After the smaller sessions, participants joined in larger groups divided by language to share experiences and learn from each others’ successes and failures in managing similar issues in different countries and regions.
UPDATE Day 2, October 14: TEDxRuaMonteAlegre
TEDxRuaMonteAlegre screened this talk by Trita Parsi on Iran and Israel during the conference. Parsi originally gave the talk at the TED conference in California in June 2013.
UPDATE Day 1, October 13: XIII International Human Rights Colloquium
The first day of the XIII International Human Rights Conference kicked off with a peaceful picnic in one of São Paulo’s most beautiful parks, Ibirapuera Park. Over 100 participants, each wearing colored bracelets to designate their preferred language, met each other and enjoyed lunch in the sunshine.
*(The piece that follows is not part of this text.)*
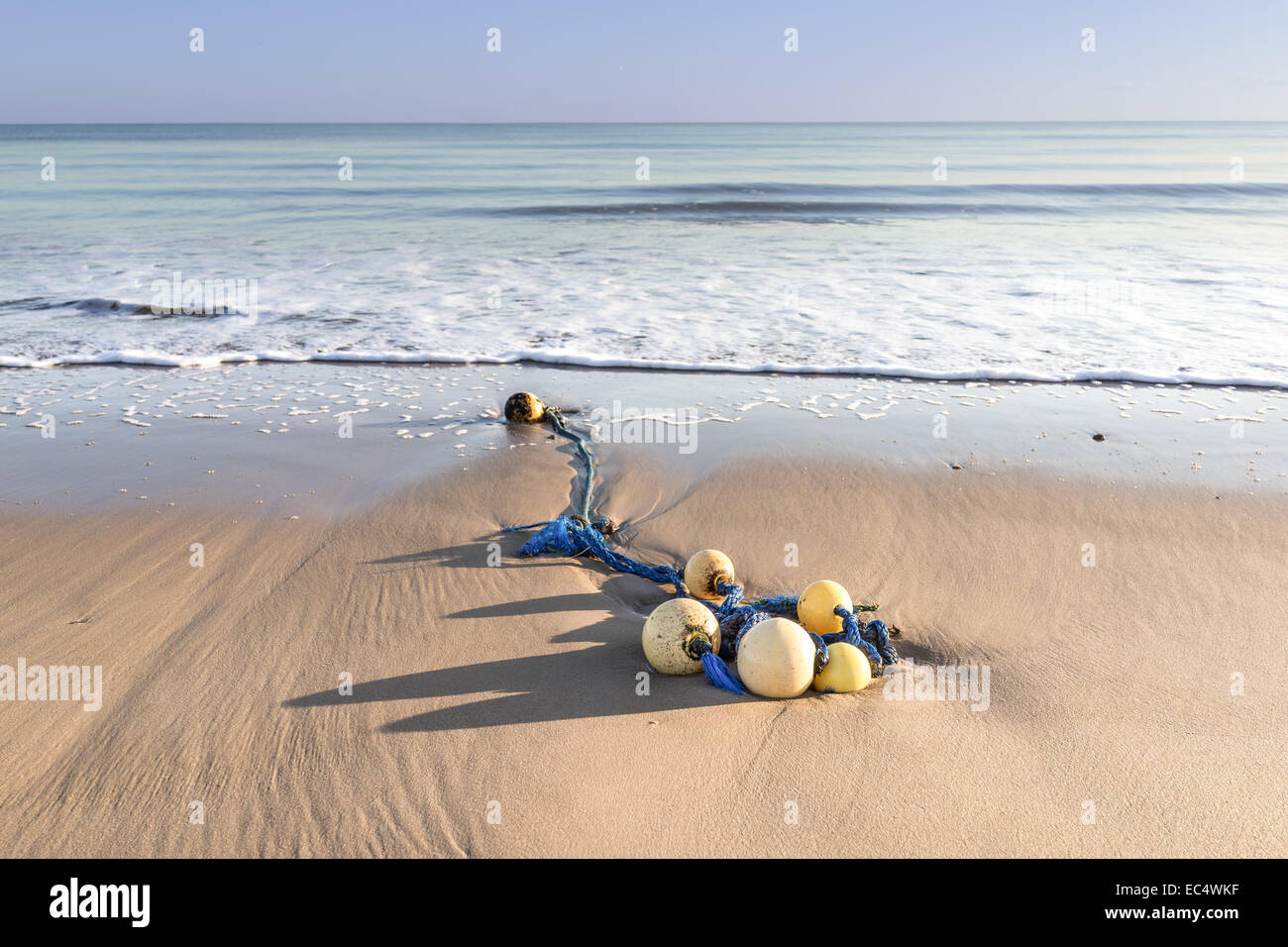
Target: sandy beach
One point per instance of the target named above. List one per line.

Afterwards, the participants separated into groups, some enjoying outdoor activities like hiking and yoga, and others touring the Afro-Brazilian Museum.
In the Portuguese-language museum tour, participants viewed artworks and historical artifacts from Brazil’s rich African culture. The participants on this tour, largely from South America and Africa (as well as the representative from the International Campaign for Human Rights in Iran), learned about and discussed the historical and present influences of different African cultures on Brazilian society. After the tour, attendees enjoyed live Brazilian music by a skilled trio playing classical guitar, clarinet, and tambourine.
Tomorrow, the participants of the XIII International Human Rights Conference will attend TEDxRuaMonteAlegre. Focusing on the theme of multipolarity, the TEDx will include speakers from the XIII International Human Rights Conference.
Day 0, October 12: Emerging Powers’ Bilateral Influence on Human Rights
On the eve of the thirteenth annual International Human Rights Colloquium organized by Conectas Human Rights, civil society and human rights organizations from across the globe participated in a side meeting focusing on emerging powers’ bilateral influence on human rights.
On Saturday, October 12, participants from 14 organizations, representing the civil societies of 11 countries, met in São Paulo with four objectives: to map the channels and spheres of influence emerging powers can have on human rights promotion and protection abroad; to deepen understanding of emerging powers’ bilateral influence on human rights abroad; to develop a menu of possible measures emerging powers might adopt to promote pro-human rights change abroad through their bilateral relations; and to share experiences on how civil society organizations can successfully advocate for those measures to be taken.
Over a day of meetings, participants worked together to fine-tune a model for bilateral relations between Brazil and other countries in the world. The discussion especially focused on how emerging powers countries, particularly Brazil, can influence the human rights discourse and actions of other countries bilaterally, utilizing one-on-one diplomacy with human rights violators in addition to the traditional multilateral approach at global and regional organizations like the United Nations and the Organization of American States.